Any hints/idear on how I do that ????

Hope and pray to hear from You.

Sincerely and Best Regards,

Fred

**hpe** · June 13th 2005, 07:39 AM

Suppose this were a linear mapping. Then if $(a_1,b_1) \to (c_1,d_1)$ as well as $(a_2,b_2) \to (c_2,d_2)$ , it would follow that $(a_1+a_2,b_1+b_2) \to (c_1+c_2,d_1+d_2)$ . (Check the definition of linearity in your notes.)

Now try this for your mapping:
$(1,1) \to (4,6)$ and $(2,2) \to (5,7)$ , but $<br /> (1+2,1+2) = (3,3) \to (6,8) \ne (4+5,6+7)$ .
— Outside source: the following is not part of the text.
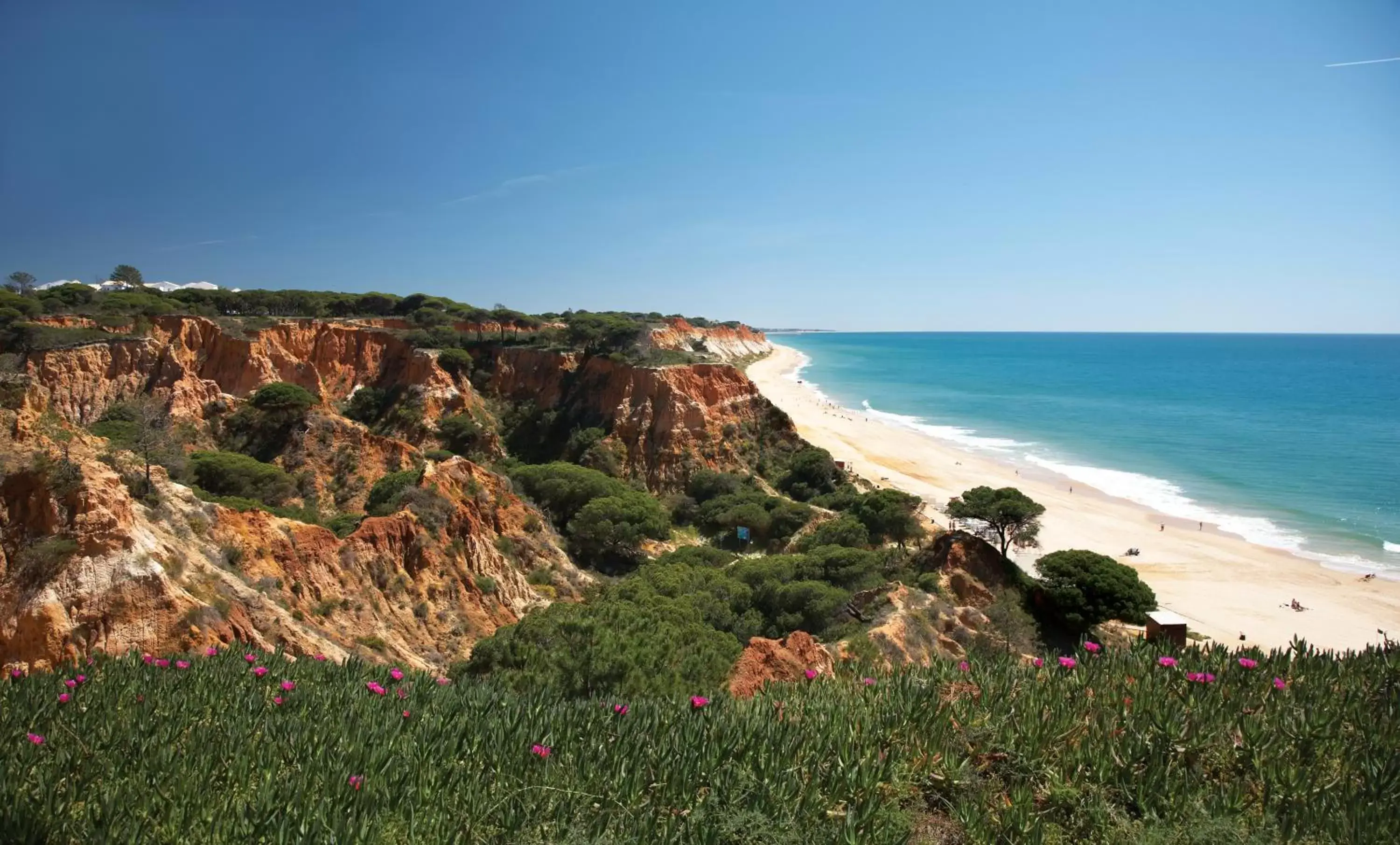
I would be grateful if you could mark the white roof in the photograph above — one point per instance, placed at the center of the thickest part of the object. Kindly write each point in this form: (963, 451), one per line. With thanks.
(1167, 619)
Thus the mapping is not linear.

**Mathman24** · June 13th 2005, 09:32 AM

Hello hpe and many thanks for Your answer,

How do I then prove that the mapping can be done using homogeneous coordinants ??

Sincerely

Fred

Originally Posted by hpe

Suppose this were a linear mapping. Then if $(a_1,b_1) \to (c_1,d_1)$ as well as $(a_2,b_2) \to (c_2,d_2)$ , it would follow that $(a_1+a_2,b_1+b_2) \to (c_1+c_2,d_1+d_2)$ . (Check the definition of linearity in your notes.)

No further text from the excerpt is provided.